Negociações travam, expondo divergências políticas e econômicas que frustram décadas de esforços diplomáticos.

Após 25 anos, o acordo UE-Mercosul enfrenta colapso iminente, apesar do aval parlamentar europeu e pressão brasileira, revelando profundas divergências.

O Acordo Comercial entre a União Europeia (UE) e o Mercosul, após um quarto de século de negociações, caminha para um desfecho de não aprovação, apesar do aval do Parlamento Europeu e da intensa pressão diplomática do Brasil. Este fracasso iminente expõe as profundas dificuldades em se obter consenso entre os blocos, marcando um revés significativo para as relações comerciais globais.
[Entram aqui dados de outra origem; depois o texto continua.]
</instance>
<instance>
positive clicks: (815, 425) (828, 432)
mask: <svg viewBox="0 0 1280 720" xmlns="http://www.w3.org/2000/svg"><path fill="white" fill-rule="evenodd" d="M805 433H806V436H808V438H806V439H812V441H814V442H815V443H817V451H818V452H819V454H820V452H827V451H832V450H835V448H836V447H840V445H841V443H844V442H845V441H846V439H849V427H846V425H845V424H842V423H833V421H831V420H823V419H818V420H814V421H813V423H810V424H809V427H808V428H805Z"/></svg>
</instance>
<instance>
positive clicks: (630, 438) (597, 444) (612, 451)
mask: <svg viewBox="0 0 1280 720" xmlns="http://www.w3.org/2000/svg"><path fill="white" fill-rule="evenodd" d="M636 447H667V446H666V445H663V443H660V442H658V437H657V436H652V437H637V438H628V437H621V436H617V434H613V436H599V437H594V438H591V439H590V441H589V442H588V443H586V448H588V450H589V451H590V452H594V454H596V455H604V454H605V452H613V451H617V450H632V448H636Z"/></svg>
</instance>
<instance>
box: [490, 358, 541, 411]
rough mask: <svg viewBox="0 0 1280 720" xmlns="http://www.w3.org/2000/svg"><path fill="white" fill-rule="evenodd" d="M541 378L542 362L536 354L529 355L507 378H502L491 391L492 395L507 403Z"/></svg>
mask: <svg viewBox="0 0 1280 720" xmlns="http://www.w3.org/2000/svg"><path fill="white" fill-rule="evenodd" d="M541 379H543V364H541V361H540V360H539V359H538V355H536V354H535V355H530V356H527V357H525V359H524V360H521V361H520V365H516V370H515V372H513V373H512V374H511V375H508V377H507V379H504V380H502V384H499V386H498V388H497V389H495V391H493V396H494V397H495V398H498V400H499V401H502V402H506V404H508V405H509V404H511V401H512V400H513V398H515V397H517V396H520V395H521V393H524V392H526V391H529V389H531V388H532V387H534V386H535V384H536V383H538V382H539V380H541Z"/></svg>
A principal barreira para a ratificação tem sido a resistência da França, que se opõe ao acordo por preocupações relacionadas à concorrência agrícola e padrões ambientais. O governo brasileiro, liderado pelo presidente Lula, tem enfrentado desafios consideráveis para articular um consenso junto aos franceses, que veem o pacto como uma ameaça aos seus produtores e às suas políticas de sustentabilidade. Soma-se a isso, um contexto europeu de maior foco em questões geopolíticas, como a resistência da UE à ameaça russa, que pode ter desviado o ímpeto e a prioridade para a finalização de um acordo comercial tão complexo.

Contrastes Agrícolas e o Impasse

As divergências no setor agrícola são um ponto central do impasse. Uma viagem recente pela Europa, contrastando as paisagens rurais da Espanha e França com as vastas extensões do agronegócio brasileiro, revela diferenças estruturais significativas.

Enquanto o viajante no Brasil observa quilômetros de monoculturas em regiões como o MATOPIBA, na Europa, as propriedades são notavelmente menores e mais diversas, com forte mecanização e infraestrutura para produções variadas, incluindo gado de leite.

Nesse cenário europeu, não se veem as gigantescas colheitadeiras e plantadeiras de marcas americanas que dominam o mercado brasileiro, máquinas que chegam a custar milhões e que operam em imensos latifúndios. As fazendas europeias, embora altamente eficientes e automatizadas, com uso de GPS e operadores especializados, demonstram uma escala e um modelo de produção que contrasta fortemente com a abordagem extensiva e de larga escala praticada no Brasil.

Essas diferenças fundamentais nos modelos agrícolas e nas prioridades políticas dos países-membros da UE, especialmente a França, têm sido um obstáculo intransponível. O provável desfecho negativo do acordo UE-Mercosul não apenas frustra as expectativas de um pacto comercial que criaria uma das maiores áreas de livre-comércio do mundo, mas também sublinha a crescente dificuldade de se forjar grandes acordos multilaterais em um cenário global fragmentado.